BEVVAN (C.: Büven-Ebvine) Çadır direği.
BEVVEE Hazırladı, yerleştirdi, sâhib kıldı (meâlinde fiil).
BEVZ Devamlı oturuş. Daimi oturma. * Çillerin kaybolmasından sonra yüzün güzelleşmesi.
BEVZ(EK) f. Rutubetten dolayı yiyecek ve giyeceklerde meydana gelen yeşil renkte küf. * Ağacın, kök kısmına yakın olan yerleri. * Eşek arısı.
BEY' Satmak. * Fık: Bir malı diğer bir mal ile değiştirmek.
BEY'-İ BÂT Kat'i satış.
BEY' U ŞİRÂ Alım-satım. Alış-veriş.
BEYA f. Dolu, dolmuş. * Kapı, girilecek yer.
BEYABAN f. Çöl. Sahra. * İmar olunmamış arazi. * Kır.

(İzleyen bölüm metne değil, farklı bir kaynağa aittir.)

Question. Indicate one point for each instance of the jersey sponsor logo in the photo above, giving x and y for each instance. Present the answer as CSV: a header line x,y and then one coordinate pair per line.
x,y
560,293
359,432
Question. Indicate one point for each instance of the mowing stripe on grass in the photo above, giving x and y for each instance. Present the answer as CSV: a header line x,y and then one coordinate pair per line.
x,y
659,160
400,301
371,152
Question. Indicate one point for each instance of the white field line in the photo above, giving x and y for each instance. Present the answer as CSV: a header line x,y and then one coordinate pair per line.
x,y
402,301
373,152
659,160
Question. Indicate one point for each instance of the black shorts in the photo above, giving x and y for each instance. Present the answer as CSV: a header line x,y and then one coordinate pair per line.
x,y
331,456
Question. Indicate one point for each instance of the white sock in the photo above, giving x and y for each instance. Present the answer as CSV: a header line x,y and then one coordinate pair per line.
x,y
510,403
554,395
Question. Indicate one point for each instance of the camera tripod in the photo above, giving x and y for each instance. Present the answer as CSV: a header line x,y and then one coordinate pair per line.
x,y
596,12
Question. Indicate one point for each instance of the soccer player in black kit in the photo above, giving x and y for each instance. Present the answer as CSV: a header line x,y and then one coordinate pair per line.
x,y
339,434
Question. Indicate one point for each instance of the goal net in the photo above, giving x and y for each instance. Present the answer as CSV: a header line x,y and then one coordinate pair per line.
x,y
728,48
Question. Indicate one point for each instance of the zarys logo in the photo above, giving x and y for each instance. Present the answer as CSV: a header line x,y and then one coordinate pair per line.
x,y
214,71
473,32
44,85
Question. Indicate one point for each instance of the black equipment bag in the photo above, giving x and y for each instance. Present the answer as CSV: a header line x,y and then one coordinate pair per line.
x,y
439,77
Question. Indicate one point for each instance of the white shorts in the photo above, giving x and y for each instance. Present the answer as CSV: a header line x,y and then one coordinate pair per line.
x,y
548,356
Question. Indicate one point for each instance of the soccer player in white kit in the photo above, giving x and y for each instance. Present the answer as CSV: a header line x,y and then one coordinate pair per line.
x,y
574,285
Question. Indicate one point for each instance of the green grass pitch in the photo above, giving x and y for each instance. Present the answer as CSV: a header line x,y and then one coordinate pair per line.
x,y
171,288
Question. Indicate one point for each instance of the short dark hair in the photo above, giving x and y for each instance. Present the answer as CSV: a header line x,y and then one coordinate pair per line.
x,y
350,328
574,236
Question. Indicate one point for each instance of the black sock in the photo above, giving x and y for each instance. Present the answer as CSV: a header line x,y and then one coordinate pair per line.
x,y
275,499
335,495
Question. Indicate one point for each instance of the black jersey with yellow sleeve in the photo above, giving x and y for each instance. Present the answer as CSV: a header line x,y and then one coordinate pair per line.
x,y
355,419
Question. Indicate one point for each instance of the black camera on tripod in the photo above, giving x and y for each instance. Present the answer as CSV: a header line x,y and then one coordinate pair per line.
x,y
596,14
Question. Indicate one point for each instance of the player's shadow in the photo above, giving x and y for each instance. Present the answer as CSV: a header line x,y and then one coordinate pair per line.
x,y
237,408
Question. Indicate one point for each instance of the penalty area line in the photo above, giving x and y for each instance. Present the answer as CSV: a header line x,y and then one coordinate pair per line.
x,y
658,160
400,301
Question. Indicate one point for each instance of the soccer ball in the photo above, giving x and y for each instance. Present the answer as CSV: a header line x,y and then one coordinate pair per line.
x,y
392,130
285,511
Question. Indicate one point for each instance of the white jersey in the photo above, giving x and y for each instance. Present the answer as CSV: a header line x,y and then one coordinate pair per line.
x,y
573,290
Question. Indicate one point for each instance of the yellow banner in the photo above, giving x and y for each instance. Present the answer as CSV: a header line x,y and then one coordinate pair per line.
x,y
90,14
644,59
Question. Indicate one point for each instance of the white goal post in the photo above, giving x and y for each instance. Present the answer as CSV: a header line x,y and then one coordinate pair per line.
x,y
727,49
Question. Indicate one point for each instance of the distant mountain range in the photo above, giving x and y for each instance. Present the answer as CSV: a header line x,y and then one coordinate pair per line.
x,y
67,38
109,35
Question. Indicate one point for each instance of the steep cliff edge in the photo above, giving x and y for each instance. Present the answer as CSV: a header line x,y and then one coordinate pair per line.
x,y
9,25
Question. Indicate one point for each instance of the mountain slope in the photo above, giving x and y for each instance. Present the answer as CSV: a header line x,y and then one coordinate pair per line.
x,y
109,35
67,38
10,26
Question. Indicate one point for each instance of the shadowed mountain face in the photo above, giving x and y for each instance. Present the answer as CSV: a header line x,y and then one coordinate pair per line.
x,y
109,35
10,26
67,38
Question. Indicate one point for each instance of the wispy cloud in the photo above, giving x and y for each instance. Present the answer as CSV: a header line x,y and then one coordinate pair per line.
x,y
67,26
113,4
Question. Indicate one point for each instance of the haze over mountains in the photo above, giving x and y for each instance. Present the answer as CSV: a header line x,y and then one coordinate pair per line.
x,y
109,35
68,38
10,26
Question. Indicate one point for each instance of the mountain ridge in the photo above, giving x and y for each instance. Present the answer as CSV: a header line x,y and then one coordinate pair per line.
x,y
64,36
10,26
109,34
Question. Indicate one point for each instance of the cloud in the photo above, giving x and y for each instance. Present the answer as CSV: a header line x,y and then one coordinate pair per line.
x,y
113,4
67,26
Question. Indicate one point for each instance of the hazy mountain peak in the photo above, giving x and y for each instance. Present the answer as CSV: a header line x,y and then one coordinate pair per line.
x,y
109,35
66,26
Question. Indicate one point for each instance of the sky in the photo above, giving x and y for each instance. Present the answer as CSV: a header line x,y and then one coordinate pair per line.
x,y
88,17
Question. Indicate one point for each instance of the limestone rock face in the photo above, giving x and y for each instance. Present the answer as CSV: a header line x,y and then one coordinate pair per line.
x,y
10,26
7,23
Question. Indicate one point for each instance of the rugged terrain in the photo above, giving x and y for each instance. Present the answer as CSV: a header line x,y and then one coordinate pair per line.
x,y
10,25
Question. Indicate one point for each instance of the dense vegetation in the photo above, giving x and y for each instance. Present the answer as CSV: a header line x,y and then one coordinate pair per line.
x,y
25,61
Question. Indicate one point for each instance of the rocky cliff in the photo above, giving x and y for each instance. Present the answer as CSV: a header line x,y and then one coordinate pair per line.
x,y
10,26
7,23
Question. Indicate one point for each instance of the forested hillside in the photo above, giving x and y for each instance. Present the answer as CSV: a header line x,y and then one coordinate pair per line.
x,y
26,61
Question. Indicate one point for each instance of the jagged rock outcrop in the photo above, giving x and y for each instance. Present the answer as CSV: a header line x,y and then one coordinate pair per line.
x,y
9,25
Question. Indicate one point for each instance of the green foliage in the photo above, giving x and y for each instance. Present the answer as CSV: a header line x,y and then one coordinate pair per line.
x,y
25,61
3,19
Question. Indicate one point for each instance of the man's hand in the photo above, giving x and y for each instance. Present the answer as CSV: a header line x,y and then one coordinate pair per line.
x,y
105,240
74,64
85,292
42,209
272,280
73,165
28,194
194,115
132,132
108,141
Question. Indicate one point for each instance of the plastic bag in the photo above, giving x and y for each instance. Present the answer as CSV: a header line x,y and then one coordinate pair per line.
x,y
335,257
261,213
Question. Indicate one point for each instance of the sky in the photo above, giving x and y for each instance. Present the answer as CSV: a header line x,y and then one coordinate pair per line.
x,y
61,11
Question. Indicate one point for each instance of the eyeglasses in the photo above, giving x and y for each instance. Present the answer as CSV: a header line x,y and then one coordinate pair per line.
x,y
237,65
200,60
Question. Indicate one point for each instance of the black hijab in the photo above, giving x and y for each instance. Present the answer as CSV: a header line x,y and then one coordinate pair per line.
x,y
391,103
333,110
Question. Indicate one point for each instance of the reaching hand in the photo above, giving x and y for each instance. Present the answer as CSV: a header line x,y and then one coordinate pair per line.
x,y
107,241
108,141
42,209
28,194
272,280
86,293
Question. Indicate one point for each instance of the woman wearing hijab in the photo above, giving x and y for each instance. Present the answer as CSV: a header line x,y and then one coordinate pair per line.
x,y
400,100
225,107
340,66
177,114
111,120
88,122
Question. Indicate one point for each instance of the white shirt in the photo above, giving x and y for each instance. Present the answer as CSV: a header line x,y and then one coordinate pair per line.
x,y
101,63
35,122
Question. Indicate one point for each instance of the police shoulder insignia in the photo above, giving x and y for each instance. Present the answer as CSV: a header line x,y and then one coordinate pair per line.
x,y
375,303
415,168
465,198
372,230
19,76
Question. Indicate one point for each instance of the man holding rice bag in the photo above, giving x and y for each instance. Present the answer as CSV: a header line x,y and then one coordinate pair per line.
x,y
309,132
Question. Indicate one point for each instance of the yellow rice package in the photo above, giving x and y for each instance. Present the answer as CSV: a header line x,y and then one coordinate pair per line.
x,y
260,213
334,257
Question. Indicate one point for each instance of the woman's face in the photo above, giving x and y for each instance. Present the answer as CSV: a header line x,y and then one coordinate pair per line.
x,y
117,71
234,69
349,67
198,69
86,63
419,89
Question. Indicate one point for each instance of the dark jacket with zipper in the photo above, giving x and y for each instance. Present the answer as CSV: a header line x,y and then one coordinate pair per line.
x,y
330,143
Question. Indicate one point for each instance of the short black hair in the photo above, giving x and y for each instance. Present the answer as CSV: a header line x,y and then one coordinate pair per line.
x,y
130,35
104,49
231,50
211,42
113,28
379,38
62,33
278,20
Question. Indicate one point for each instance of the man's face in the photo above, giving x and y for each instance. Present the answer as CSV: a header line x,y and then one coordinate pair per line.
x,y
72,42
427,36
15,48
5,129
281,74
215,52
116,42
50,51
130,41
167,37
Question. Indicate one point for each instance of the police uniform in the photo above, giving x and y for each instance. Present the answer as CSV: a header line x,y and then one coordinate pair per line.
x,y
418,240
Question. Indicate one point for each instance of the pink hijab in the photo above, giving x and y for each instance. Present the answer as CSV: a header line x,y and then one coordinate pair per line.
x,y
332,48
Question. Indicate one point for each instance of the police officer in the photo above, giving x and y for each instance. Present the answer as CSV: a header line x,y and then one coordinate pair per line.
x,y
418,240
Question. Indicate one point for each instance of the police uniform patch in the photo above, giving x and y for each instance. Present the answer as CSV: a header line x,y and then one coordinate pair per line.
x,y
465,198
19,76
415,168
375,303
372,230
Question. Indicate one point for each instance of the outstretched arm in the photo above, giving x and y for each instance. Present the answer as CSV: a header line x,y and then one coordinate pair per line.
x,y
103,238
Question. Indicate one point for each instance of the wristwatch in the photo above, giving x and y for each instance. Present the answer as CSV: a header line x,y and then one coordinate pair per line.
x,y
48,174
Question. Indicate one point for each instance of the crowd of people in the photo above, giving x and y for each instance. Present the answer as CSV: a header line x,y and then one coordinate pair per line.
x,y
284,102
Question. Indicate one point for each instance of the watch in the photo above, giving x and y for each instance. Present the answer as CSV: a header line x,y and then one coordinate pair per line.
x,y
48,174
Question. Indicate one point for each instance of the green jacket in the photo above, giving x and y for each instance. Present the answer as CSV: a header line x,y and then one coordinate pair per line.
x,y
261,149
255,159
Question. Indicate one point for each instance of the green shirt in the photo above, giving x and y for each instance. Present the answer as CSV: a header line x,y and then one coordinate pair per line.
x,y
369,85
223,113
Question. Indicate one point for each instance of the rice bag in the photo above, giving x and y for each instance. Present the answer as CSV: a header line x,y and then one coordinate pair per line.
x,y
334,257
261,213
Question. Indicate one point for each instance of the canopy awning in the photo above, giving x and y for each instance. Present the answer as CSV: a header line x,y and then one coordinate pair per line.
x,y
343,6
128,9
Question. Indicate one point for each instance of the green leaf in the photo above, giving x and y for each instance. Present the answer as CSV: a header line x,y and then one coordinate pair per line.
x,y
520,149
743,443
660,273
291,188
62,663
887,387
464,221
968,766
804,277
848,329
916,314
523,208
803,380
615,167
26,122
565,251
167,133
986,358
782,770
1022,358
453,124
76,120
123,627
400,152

BEYAD Mahvolma, yok olma, hiç olma.
BEYADIKA (Beyâzıka) (Beydak ve Beyzak. C.) Küçük yapılı, bodur boylu ve çabuk yürüşlü adamlar, paytaklar. * Satranç oyununda paytaklar, piyadeler.
BEYADİR Harmanlar.
BEYAH (C.: Büyâh) Küçük balık.
BEYAN İzah. Açıklama. Anlatma. Açık söyleme. * Öğretme. * Fesahat ve belâgat. * Edb: Belâgat ilminin hakikat, mecaz, kinâye, teşbih, istiâre gibi bahislerini öğreten kısmı. (Bak: Belâgat) * Söz olsun, iş olsun; vukû' bulan şeyden murad ne olduğunu o şey ile alâkası ve münâsebeti bulunan bir sözle veya bir fiil ile açıklamaktır.
BEYAN-I EFKÂR Fikirleri beyan etme, fikirleri söyleme.
BEYAN-I HÂL Halini anlatma, durumunu bildirme.
BEYAN-I İFHAMİYE Bildirmek ve anlatabilmek için yapılan açıklama.
BEYAN-I TEFSİR Huk: Mücmel ve mübhem bir sözden maksadın ne olduğunu açıklayan beyan.
BEYAN-I ZARURET Huk: Zaruri beyandır. Susmak suretiyle ifade edilen mâna, beyan-ı zaruret kabilindendir.
BEYANAT (Beyan. C.) Nutuklar, izahlar, açıklamalar, beyanlar.
BEYANNAME f. Durumu yazı ile bildiren açıklama.
BEYARE f. Kısa boylu ve bodur olarak yerde yetişen nebat, meyve ve sebze. Kavun, karpuz, kabak...gibi.
BEYARİŞ f. Çare. Tedbir. Deva, derman. İlâç, tiryak.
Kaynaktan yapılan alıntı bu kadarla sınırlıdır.